☀️熱中症、なりやすい体質を知っておく
熱中症、なりやすい体質を知っておく
「今年も暑さに参ってしまった」を繰り返さないために。
水分補給だけでなく、体そのものの備え方という視点もあります。
「気をつけているつもりなのに、毎年夏バテしてしまう」「同じ環境にいるのに、自分だけぐったりしてしまう」——そんな経験はありませんか。
熱中症は、単なる「暑さ」だけでなく体力(気)・潤い(津液)・胃腸の働きのコンディションによって、なりやすさが大きく変わるといわれています。漢方では、熱中症を「外側の暑さ」と「内側の体調」がぶつかり合って起こるものと捉え、体質に合わせた備えを大切にしています。
症状の進み方には段階があります
- 軽度:めまい、立ちくらみ、こむら返り、大量の発汗
- 中等度:頭痛、吐き気、倦怠感、判断力の低下
- 重度:意識がもうろうとする、けいれん、高体温(すぐに医療機関へ)
こんなサインに心当たりはありませんか
- ✓喉が渇く前から、なんとなく頭が重い・だるい
- ✓汗のかき方がいつもと違う(異常に多い/逆に汗が出にくい)
- ✓屋外にいなくても、室内で体調を崩しやすい
- ✓食欲が落ち、冷たいものばかり欲しくなる
- ✓睡眠不足や疲れがたまっていると、より不調が出やすい
主な原因として考えられること
01
高温多湿な環境
気温・湿度がともに高い日は、体からの熱の放散がうまくいかず、体内に熱がこもりやすくなります。屋外だけでなく、風通しの悪い室内でも注意が必要です。
02
水分・塩分の不足
汗を大量にかくと、水分だけでなく塩分(電解質)も失われます。水だけを補給していると、かえってバランスが崩れることもあります。
03
暑さへの慣れの不足
梅雨明け直後や、久しぶりの屋外活動など、体がまだ暑さに慣れていない時期は特にリスクが高まるとされています。
04
睡眠不足・体調不良
寝不足や食欲不振で体力が落ちていると、体温調節機能そのものが働きにくくなり、暑さの影響を受けやすくなります。
漢方的にみると「体質」で備え方が変わる
漢方では、同じ「暑さによる不調」でも、体質によって起こりやすいサインが異なると考えます。
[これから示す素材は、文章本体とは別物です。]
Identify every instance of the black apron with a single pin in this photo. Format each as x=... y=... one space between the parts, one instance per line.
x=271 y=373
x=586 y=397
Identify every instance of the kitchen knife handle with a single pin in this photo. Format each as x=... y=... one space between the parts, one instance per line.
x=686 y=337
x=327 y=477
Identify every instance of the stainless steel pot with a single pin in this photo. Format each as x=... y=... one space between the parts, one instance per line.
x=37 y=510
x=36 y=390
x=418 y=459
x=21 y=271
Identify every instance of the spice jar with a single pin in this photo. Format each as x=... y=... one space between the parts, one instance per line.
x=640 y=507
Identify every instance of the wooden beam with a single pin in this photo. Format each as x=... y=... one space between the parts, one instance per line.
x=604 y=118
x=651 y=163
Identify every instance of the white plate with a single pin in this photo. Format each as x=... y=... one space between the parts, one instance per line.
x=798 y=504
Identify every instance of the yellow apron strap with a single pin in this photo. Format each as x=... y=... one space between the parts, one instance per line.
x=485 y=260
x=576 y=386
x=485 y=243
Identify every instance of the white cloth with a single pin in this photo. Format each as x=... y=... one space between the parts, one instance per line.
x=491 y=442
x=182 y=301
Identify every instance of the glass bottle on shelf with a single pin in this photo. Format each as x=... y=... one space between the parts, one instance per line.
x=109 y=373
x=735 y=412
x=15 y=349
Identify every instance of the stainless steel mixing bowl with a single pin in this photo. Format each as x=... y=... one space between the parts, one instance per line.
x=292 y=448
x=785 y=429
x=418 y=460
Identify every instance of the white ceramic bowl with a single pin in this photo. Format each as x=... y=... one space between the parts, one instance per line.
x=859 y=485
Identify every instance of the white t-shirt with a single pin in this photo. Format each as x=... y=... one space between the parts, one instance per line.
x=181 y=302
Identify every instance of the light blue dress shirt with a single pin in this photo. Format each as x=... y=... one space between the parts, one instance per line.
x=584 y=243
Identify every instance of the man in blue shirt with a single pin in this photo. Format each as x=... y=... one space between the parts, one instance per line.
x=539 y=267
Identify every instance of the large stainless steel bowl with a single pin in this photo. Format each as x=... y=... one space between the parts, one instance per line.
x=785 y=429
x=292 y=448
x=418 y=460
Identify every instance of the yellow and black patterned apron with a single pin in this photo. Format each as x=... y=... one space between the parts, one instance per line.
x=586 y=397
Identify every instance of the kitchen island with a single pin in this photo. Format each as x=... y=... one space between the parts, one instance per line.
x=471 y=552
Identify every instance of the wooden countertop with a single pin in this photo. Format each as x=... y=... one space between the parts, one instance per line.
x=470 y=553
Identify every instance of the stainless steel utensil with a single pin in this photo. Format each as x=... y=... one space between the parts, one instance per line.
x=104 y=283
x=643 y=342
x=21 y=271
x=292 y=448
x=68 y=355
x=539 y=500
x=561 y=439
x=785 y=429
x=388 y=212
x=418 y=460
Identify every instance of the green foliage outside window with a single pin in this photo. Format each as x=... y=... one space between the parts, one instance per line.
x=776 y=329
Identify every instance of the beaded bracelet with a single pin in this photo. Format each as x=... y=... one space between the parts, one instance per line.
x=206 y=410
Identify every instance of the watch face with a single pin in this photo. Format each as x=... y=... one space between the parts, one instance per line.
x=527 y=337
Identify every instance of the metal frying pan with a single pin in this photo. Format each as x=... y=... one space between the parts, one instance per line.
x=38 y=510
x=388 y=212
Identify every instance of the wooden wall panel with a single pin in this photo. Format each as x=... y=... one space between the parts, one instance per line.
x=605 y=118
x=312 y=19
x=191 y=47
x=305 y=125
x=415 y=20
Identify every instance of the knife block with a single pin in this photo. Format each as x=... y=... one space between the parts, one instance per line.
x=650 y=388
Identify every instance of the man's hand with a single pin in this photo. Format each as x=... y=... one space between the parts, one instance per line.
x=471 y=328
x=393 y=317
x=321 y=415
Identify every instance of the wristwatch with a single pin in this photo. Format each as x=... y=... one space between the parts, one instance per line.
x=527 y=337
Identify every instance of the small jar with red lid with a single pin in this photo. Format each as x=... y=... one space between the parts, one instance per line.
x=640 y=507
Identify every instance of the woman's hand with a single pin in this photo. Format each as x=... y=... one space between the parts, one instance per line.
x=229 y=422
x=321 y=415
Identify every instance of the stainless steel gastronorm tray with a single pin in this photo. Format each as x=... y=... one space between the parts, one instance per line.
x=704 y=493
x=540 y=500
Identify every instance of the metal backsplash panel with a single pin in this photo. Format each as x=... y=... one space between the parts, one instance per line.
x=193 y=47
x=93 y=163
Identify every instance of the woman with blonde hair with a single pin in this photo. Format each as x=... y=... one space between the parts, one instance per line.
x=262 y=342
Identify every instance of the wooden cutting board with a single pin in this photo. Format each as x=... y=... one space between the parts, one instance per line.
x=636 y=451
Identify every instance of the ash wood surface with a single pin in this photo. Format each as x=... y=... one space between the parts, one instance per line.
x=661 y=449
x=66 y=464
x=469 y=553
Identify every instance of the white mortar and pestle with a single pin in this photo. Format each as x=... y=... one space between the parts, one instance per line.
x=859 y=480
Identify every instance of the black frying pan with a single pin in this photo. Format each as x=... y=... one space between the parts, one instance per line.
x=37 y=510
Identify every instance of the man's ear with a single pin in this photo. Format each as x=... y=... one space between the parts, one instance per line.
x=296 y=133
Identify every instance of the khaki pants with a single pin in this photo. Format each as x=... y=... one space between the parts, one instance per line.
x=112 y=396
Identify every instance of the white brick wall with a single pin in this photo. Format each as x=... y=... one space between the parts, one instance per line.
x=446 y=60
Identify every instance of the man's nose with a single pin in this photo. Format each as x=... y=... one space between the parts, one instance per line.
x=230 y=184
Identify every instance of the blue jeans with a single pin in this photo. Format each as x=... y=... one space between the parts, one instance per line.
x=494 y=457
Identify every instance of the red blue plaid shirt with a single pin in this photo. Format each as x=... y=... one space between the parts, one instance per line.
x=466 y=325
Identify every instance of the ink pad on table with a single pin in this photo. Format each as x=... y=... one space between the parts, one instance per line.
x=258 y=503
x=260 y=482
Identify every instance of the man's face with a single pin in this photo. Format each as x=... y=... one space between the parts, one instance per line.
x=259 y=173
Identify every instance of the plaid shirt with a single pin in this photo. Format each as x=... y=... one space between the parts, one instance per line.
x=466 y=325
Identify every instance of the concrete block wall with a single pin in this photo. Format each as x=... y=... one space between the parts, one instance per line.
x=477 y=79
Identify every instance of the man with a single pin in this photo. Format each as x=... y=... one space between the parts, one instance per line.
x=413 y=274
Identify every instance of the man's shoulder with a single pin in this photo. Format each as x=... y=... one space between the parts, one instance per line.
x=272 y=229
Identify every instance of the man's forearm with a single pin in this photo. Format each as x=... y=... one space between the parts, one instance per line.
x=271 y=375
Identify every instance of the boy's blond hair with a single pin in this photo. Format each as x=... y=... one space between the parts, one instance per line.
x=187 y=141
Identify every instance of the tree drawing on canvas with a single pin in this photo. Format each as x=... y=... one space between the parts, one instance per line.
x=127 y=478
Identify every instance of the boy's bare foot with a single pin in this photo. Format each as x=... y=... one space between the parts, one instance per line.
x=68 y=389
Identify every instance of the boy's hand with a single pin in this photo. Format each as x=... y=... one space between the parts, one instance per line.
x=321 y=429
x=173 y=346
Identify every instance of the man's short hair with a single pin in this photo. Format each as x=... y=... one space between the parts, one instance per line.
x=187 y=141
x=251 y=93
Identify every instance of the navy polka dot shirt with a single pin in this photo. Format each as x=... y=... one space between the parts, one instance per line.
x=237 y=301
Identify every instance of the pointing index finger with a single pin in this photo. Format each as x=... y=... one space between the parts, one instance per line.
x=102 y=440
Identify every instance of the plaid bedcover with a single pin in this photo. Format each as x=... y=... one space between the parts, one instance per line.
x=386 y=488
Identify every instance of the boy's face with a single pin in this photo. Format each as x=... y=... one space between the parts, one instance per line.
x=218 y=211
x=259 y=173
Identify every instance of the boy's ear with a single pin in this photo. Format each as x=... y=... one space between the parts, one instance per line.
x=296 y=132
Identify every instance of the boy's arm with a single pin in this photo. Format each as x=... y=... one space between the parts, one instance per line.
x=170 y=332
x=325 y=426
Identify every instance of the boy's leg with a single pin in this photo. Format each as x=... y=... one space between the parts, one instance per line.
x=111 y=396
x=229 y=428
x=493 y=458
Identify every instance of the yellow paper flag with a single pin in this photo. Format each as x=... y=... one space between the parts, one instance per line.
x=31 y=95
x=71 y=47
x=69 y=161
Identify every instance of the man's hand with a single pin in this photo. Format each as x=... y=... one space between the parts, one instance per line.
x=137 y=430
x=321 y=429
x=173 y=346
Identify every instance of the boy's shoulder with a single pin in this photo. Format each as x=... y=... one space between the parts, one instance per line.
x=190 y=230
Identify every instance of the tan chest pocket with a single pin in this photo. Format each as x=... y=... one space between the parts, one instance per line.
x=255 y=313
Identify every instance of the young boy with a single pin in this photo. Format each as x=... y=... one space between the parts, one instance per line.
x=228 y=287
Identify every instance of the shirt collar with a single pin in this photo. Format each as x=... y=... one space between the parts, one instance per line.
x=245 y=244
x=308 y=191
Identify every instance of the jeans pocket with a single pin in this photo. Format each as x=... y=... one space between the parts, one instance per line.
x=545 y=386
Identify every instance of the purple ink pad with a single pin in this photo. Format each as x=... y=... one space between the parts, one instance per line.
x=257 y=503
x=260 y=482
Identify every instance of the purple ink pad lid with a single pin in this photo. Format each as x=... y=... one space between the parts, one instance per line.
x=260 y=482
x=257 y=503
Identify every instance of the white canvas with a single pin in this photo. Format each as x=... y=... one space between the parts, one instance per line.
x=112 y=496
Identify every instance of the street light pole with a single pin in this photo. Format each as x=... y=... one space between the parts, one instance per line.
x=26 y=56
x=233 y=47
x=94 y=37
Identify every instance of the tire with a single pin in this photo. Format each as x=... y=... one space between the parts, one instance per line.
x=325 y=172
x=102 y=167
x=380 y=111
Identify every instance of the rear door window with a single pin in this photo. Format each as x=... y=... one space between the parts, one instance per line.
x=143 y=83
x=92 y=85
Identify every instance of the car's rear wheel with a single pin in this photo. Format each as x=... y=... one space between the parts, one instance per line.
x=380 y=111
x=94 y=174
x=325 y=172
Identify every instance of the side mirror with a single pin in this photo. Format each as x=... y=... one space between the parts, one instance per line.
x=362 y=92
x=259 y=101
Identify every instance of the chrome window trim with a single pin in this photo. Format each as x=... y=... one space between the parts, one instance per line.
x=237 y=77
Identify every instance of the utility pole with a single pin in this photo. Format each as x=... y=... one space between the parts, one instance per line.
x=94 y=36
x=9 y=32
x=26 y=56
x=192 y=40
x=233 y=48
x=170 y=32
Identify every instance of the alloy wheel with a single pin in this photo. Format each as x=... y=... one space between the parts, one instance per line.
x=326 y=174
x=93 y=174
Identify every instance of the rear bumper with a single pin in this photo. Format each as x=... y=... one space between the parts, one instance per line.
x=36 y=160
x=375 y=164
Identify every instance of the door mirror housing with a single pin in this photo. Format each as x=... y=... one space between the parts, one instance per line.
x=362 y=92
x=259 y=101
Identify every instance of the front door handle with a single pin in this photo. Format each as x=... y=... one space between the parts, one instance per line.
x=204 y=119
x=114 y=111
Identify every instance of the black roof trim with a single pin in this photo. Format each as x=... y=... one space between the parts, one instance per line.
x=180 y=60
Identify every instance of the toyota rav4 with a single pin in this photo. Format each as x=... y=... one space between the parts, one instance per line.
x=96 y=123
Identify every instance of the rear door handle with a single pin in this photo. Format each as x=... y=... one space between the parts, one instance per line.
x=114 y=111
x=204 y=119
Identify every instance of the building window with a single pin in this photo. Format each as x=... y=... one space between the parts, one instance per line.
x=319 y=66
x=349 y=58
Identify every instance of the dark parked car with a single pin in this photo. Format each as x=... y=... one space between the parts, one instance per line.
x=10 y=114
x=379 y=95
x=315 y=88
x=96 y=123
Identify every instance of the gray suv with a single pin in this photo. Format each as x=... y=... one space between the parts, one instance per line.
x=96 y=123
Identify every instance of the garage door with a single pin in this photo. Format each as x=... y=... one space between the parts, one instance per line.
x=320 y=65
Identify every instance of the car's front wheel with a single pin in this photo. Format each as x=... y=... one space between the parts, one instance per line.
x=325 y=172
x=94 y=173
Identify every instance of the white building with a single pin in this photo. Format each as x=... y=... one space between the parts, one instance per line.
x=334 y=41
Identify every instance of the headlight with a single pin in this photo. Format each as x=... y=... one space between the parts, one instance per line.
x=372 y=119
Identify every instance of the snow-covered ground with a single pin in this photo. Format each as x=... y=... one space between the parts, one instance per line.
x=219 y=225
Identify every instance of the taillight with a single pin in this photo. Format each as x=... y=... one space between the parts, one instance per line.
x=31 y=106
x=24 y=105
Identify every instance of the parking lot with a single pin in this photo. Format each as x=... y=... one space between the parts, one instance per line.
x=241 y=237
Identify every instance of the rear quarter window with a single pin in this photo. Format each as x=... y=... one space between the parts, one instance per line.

もともと疲れやすい方、汗をかきすぎて潤いが失われやすい方、冷たいものの摂りすぎで胃腸が弱っている方——それぞれに合った整え方があります。
気虚タイプ
疲れやすく、汗をかきやすい
だるさや食欲不振が出やすい傾向。体力(気)を補う考え方が用いられます。
津液不足タイプ
汗で潤いが失われやすい
喉の渇きやほてりが強く出やすい傾向。体の潤いを補う考え方が用いられます。
胃腸虚弱タイプ
冷たいもので胃腸が弱りやすい
夏バテ・食欲不振につながりやすい傾向。胃腸を立て直す考え方が用いられます。
意識がもうろうとする・高体温のときは、ためらわず受診を
「少し休めば大丈夫」と我慢を続けるのは危険です。意識障害やけいれん、体に触れて熱いと感じるほどの高体温が見られる場合は、すぐに医療機関の受診・救急要請を行ってください。日頃の体質ケアはあくまで「予防」のための備えです。